病室に入ろうと扉に手をかけた体制のまま、真田は歯を食いしばった。
に
「仁王…やっぱりだめ…恥ずかしいよ…」
「大丈夫じゃ、綺麗ぜよ?」
「でも…」
「安心しぃ、怖くないぜよ」
「…ん、優しく、してね?」
「…何をやっているのだ、貴様らは!」
真田が真っ赤になって、いちゃいちゃしている幸村と仁王を怒鳴りつける。
それに対して二人は「新婚さんごっこ」とシラっと答えた。
ぬ
「ぬるい!ぬるいぬるいぬるいっ!」
テニスコートに真田の大声が響いている。
「迷惑な大声じゃのぅ」
「肺活量があるのは美徳だと思いますよ」
「肺活量があっても、無駄使いしてたんじゃぁ意味なか」
「それは否定出来ませんね…」
さりげなくひどい事を言っている紳士と詐欺師にはまったく気付かず、真田は相変わらず大声で色々とわめき続けていた。
ね
願い事が叶うというジンクスも。
御利益のあるというお守りも。

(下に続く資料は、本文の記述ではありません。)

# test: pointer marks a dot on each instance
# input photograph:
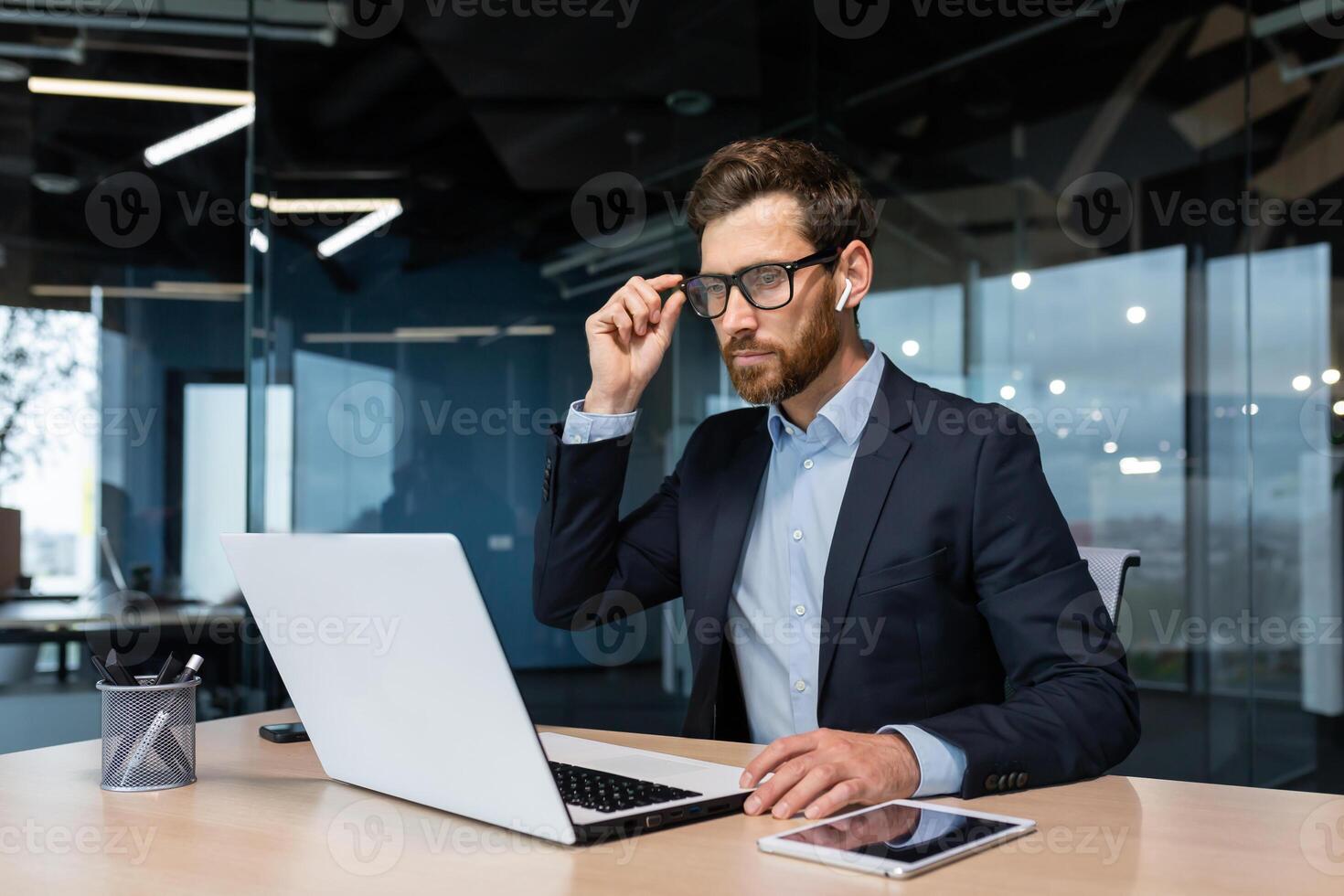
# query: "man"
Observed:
(877, 578)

神頼みも。
俺は信じない。
それらにいくら祈っても、願いが叶う事などありはしないのだと痛いほど知っているのだから。
俺が信じられるのは自分だけ。
結局全て、自分でどうにかするしかないのだ。
神様なんかが助けてくれる事は有り得ない。
神の子が神を信じないという矛盾に、俺は思わず自嘲した。
の
「喉乾いたなー」
「そっすね!キンキンに冷えたコーラとか飲みたいっす!」
「いいね!夏ってかんじ」
「ですよね!」
ニヤリと笑った二人はくるりと振り返って、よく似た笑みを浮かべた。
そして、声を揃えて叫ぶ。
「おとーさん!買ってーっ」
「だ…誰がお父さんかッッ」
「わーっ、お父さんが怒った!」
脱兎の如く真田から逃げ出していく幸村と赤也がゲラゲラと笑う。
「真田っ、あそこのコンビニまで競走な!負けた人がみんなにコーラをおごる!」
「買い食いとはけしからん!」
わめく真田の事など気にも止めず…二人はコンビニ目指して走り出した。